4. In the upper right corner you can find different trading pairs. Here you can choose the cryptocurrency pair you want to trade on the spot market, and add your favorite pairs to your "bookmarks" by clicking on the small stars. Please note that you do not have to buy cryptocurrency with fiat. If you have other cryptocurrencies, you can also exchange them for other coins and tokens on the spot market.

5. In this section you will create buy or sell orders. You can see that it is currently in the [Spot] section. Below you can choose the order type [Limit], [Market], and [Stop-Limit].

Let's take a look at the simplest spot deal you can make - a market order. In our example, you want to buy $1,000 (BUSD) of Bitcoin (BTC). To do this, all you need to do is enter 1000 in the [Total] field and click [Buy BTC]. The exchange will immediately deliver the BUSD to the seller and you will receive $1000 worth of BTC (BUSD).

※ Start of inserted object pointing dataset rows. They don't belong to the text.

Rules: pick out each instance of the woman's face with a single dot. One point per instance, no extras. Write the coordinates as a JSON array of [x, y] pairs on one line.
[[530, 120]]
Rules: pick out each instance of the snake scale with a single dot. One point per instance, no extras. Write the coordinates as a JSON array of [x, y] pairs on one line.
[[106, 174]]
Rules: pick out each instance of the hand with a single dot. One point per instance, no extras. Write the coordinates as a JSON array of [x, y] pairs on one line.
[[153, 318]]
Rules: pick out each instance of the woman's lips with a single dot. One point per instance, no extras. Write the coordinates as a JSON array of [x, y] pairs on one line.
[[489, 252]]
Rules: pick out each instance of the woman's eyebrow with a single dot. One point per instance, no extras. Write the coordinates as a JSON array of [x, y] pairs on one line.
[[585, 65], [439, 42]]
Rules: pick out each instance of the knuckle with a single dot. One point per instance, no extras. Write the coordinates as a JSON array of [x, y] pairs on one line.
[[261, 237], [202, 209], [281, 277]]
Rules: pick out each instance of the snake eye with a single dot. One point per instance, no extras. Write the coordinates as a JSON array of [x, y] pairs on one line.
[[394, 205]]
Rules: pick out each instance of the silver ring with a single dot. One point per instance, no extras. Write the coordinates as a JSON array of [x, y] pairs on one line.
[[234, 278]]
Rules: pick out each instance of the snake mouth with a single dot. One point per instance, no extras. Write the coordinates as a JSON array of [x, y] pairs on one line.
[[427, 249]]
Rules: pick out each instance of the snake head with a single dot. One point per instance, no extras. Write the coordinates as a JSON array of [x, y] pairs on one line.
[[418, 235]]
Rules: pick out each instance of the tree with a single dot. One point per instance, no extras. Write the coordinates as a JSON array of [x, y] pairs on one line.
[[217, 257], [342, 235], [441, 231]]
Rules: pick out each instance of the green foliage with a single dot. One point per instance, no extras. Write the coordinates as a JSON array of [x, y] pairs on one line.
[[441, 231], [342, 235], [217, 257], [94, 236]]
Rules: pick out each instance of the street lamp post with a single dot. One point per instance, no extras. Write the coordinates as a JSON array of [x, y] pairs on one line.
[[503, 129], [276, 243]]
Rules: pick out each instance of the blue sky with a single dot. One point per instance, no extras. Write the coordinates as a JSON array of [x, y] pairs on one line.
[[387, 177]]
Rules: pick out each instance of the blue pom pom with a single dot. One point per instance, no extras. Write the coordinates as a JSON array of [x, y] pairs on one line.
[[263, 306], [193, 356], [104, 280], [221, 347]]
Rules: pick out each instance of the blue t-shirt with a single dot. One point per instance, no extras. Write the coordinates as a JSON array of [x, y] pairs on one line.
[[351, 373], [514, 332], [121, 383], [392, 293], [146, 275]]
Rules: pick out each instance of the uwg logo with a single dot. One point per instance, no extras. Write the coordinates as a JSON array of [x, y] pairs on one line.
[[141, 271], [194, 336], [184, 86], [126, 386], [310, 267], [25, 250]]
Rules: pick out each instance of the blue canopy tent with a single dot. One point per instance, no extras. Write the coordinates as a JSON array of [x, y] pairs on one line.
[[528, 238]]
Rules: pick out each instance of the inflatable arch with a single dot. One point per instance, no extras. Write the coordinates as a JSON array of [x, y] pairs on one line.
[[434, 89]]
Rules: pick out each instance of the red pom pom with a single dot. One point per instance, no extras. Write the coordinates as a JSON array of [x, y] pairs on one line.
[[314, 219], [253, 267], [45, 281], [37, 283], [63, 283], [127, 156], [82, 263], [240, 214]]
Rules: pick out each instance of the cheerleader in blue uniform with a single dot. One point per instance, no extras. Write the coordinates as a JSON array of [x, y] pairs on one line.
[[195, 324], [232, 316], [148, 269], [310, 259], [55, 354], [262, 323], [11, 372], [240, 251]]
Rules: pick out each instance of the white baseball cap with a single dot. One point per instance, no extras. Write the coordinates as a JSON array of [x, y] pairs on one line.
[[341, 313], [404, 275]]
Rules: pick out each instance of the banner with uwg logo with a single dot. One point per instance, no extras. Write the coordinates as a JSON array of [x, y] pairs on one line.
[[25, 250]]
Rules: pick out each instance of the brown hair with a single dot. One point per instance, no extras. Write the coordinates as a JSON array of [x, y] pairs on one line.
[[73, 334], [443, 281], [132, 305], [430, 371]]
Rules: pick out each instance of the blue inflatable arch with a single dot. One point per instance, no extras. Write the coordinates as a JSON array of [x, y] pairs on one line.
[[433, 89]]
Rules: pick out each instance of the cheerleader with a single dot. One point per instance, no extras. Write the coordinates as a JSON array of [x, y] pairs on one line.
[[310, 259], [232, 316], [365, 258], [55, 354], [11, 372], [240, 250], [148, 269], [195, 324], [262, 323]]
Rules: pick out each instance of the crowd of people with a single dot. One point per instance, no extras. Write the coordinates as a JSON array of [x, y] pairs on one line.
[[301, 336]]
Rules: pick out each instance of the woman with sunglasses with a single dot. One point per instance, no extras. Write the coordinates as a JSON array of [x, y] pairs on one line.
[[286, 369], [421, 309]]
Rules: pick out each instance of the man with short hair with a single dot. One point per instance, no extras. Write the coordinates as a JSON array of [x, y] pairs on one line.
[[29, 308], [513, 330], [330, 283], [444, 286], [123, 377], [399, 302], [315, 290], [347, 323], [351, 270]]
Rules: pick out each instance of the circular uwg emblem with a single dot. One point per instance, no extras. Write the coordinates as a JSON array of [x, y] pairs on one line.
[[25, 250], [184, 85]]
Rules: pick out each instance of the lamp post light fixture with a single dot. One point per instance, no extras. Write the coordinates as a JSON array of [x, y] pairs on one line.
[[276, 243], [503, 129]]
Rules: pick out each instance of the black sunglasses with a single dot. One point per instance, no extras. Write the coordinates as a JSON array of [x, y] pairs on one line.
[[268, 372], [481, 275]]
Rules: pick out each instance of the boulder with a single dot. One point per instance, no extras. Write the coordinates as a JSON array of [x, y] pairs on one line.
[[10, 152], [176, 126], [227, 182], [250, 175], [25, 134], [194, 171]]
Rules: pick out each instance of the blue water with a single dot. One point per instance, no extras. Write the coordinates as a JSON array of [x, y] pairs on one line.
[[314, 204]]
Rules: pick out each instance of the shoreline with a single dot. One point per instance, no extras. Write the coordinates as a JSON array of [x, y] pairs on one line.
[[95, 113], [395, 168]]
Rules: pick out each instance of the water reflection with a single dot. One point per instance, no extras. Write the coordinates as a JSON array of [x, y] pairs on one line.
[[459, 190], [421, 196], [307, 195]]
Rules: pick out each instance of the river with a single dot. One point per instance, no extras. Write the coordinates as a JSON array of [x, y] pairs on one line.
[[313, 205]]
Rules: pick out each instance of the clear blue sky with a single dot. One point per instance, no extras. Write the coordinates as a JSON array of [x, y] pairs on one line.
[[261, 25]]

Advantages and disadvantages of spot markets

Each type of trading and strategy you will come across has its advantages and disadvantages. Understanding this will help you reduce your risks and trade with more confidence. Spot trading is one of the simplest, but it still has its strengths and weaknesses.

Advantages of spot markets

1. Prices are transparent and depend only on supply and demand on the market. This aspect contrasts with the futures market, which often contains several reference prices. For example, the tick price on the Binance futures market is derived from other information, including the funding rate, the index price, and the moving average (MA) basis. In some traditional markets, the markup price may also be affected by interest rates.

2. Participating in spot trading is easy with simple rules, rewards and risks. When you invest $500 on the spot market in BNB, you can easily calculate your risk based on your entry and the current price.

3. You can "set the order and forget it". Unlike derivatives and margin trading, with spot trading you don't have to worry about liquidating or getting a margin call. You can enter or exit the deal whenever you want. You also don't need to keep checking your investments unless you want to make short-term trades.

Disadvantages of spot markets

1. Depending on what you trade, spot markets can leave you with assets that are inconvenient to hold. Goods are probably the best example of that. If you buy crude oil on the spot, you will have to take physical delivery of the asset. In the case of cryptocurrencies, holding tokens and coins puts you in charge of their security. By trading futures derivatives, you can still access these assets, but pay in cash.

2. For some assets, individuals and companies, stability is most valuable. For example, companies wishing to operate abroad need access to foreign currency in the foreign exchange market. If they rely on the spot market, the planning of expenses and income will be very unstable.

3. The potential profit from spot trading is much smaller than from futures or margin trading. For the latter, you can use the same capital and trade larger positions.


Final thoughts

Spot trading in the spot markets is one of the most common ways of trading, especially for beginners. Although it's simple, it's always good to know more about the pros, cons, and potential strategies. Beyond the basics, you should consider combining your knowledge with good technical and fundamental analysis, and sentiment analysis.